The hardest thing to do in moments of deep distress is to stay fully present.
It’s hard because the human brain and body learn quickly how to answer attacks they can’t escape: they help us survive by taking us somewhere else, anywhere else but here.
As I’ve mentioned, my brain recently took me away from the current administration by reminding me about The West Wing‘s Jed Barlet. This is a great thing. It’s just not the only thing.
“When navigating difficult relationships, what’s the difference between neutrality and numbness?

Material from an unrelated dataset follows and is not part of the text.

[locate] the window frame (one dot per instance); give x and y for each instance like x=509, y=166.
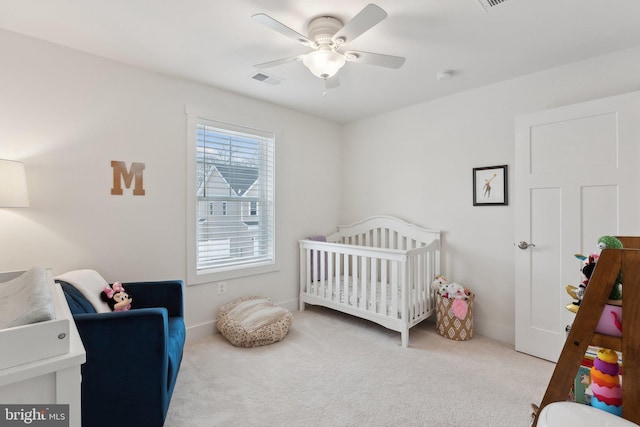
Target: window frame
x=197, y=116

“It’s easy to confuse neutrality with non-variability. Non-variability is often achieved by developing a thick skin—becoming less reactive by keeping more out. And we may become increasingly numb in our quest to never let anything that anyone says get to us. But a higher expression of neutrality connects us more, not less, with the difficult situation. And we may experience intense emotions, or even abrupt and wild swings. But we always return fully to the moment, releasing any hooks to our recent experience. From this position of neutrality, we are able to write the best next chapter. We are fully alive! Fully feeling. And able to fully experience what’s happening right now.”
We won’t lack opportunities to practice this insight over the next four years. Tomorrow, for instance, I’ll wake up, get on the train to the office, and parse how the administration’s latest orders on crime affect my communities.

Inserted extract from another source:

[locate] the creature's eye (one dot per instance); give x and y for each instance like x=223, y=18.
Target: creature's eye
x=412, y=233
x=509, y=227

I can respond to this challenging now by taking a breath before I begin, interrupting the reflex to tighten up and lock down, insisting on a pause to feel, and disrupting the bio-neurological default to flee the present.
I don’t want to do my work numb, and I don’t want to get to 2020 carrying a hard heart.
Full presence is the hardest thing, and it’s also a gift. As we work to build solutions for the world, I hope more of us will give this gift to ourselves.